9. The Three Benefits of the Unknowable Boundary

  1. Stopping the Proliferation of Excuses: Because you fixed "what is not known" in advance, post-hoc excuses are blocked.

  2. Defining the Scope of Responsibility: The scope of "what is being taken responsibility for" is synchronized at the moment of the decision.

  3. Reproducibility of Improvement: Because the "Inside (Known)" facts are recorded, verification under the same conditions becomes possible.


10. Connection to Implementation: Systematizing Responsibility

The Unknowable Boundary is the starting point for establishing the following logical framework in practice:

  • Finite Closure: Closing the infinite proliferation (Ghostification) of explanations and conditions.
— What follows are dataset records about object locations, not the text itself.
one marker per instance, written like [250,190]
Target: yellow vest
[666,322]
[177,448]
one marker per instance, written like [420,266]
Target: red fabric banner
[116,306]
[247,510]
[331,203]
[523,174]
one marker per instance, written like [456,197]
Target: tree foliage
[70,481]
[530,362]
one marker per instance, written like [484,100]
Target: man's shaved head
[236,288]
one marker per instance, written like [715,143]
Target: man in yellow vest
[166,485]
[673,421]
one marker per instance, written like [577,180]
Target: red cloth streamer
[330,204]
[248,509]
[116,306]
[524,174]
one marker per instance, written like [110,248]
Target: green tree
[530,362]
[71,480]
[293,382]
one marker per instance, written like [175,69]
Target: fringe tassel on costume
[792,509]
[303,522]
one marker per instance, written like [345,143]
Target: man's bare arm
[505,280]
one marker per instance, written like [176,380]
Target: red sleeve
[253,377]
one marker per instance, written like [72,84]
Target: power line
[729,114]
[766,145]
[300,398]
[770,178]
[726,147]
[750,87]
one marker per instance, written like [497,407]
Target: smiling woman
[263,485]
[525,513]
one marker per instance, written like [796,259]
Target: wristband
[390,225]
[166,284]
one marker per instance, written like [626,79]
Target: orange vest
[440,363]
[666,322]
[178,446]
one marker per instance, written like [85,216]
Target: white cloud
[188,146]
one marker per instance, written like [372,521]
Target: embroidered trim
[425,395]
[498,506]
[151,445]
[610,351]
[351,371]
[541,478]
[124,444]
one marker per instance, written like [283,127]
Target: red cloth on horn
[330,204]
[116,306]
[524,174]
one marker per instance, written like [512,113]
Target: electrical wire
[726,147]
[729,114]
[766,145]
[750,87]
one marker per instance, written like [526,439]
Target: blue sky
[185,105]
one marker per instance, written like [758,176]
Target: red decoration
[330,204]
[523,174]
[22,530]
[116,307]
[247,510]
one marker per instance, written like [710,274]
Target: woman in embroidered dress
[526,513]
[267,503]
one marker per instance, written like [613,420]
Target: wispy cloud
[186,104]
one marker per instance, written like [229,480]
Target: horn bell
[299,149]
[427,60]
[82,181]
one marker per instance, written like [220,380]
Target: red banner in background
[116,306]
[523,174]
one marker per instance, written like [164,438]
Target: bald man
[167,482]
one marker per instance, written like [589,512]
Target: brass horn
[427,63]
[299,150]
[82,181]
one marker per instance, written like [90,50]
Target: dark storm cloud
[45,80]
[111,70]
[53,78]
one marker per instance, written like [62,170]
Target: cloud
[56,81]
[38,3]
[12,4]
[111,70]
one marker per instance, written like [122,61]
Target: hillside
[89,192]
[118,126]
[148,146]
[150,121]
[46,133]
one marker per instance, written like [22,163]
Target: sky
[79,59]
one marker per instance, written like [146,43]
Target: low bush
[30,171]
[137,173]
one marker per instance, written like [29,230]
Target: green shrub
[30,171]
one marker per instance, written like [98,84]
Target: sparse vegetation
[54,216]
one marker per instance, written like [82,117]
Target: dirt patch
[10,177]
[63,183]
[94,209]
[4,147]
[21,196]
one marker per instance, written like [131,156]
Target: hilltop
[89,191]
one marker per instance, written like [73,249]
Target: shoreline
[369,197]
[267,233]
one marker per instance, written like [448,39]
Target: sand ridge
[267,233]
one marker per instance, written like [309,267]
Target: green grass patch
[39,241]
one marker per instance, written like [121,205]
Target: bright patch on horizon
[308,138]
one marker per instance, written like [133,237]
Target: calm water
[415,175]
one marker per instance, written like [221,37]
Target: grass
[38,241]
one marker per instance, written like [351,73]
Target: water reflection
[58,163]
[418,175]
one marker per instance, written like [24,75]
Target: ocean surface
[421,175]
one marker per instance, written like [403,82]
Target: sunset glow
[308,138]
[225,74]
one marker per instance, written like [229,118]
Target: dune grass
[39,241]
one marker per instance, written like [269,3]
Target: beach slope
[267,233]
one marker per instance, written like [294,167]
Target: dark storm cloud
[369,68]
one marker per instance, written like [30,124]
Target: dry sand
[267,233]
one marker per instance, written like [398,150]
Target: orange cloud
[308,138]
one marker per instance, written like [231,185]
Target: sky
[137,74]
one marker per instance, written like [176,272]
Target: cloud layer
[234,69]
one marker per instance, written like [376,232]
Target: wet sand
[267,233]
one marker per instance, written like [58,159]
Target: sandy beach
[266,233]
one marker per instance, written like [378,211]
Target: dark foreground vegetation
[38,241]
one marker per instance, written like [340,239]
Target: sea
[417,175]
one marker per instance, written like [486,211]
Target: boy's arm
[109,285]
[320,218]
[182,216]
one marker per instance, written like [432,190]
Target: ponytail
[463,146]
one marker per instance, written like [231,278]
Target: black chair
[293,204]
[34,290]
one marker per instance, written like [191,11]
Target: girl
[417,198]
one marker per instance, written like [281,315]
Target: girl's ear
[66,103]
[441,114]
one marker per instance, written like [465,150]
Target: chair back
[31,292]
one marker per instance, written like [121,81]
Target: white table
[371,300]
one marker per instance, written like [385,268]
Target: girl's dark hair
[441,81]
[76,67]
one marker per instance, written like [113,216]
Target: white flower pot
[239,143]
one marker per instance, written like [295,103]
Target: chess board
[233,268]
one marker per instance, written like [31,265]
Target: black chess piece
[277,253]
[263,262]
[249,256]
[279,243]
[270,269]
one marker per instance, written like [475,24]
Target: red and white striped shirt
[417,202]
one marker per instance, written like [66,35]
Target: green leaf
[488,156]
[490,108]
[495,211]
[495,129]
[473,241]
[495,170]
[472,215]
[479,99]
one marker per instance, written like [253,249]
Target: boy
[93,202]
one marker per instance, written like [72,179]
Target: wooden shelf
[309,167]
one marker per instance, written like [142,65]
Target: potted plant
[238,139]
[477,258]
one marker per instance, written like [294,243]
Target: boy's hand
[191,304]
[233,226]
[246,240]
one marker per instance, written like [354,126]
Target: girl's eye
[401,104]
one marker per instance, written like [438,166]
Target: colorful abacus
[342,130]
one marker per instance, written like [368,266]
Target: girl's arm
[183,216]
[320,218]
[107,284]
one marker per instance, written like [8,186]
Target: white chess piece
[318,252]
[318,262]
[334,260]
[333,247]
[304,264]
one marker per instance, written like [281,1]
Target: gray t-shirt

  • Post-hoc Impossibility: Physically and institutionally prohibiting the redrawing of boundaries after an accident.

  • ADIC/$\Sigma1$**: Treating only the "fixed logs" inside the boundary as valid evidence.


11. Practical Format: Minimum Template for Unknowable Boundary

Use this template to "seal" your decision and establish responsibility in practice.

Item

Content

Inside (Fixed Facts)

A, B, C ... (Current data, premises, logic, Adoption Criteria/Thresholds)

Boundary (Unknowable Void)

X (e.g., Unknown environmental factors, user behavior)

Prohibitions (Forbidden Post-hoc Explanations)

Do not use "Unexpected" or "Reasonable at the time" to fill X.

Acceptance (Handling Deviations)

Accept deviations as originating from X; no excuses other than deficiencies in A–C. Accept responsibility for the decision to select X itself.

Record (Physical Evidence)

Inputs, premises, outputs, timestamp, signatory (Hashed/Immutable log storage).


12. Conclusion: Responsibility Cannot Be Created After the Fact

Responsibility is not about providing a perfect explanation. Rather, it is about fixing and recording the boundary of "what cannot be explained" earlier than anyone else, before the decision is made.

Only when the Unknowable Boundary is fixed as a "unit of record" can we truly take responsibility.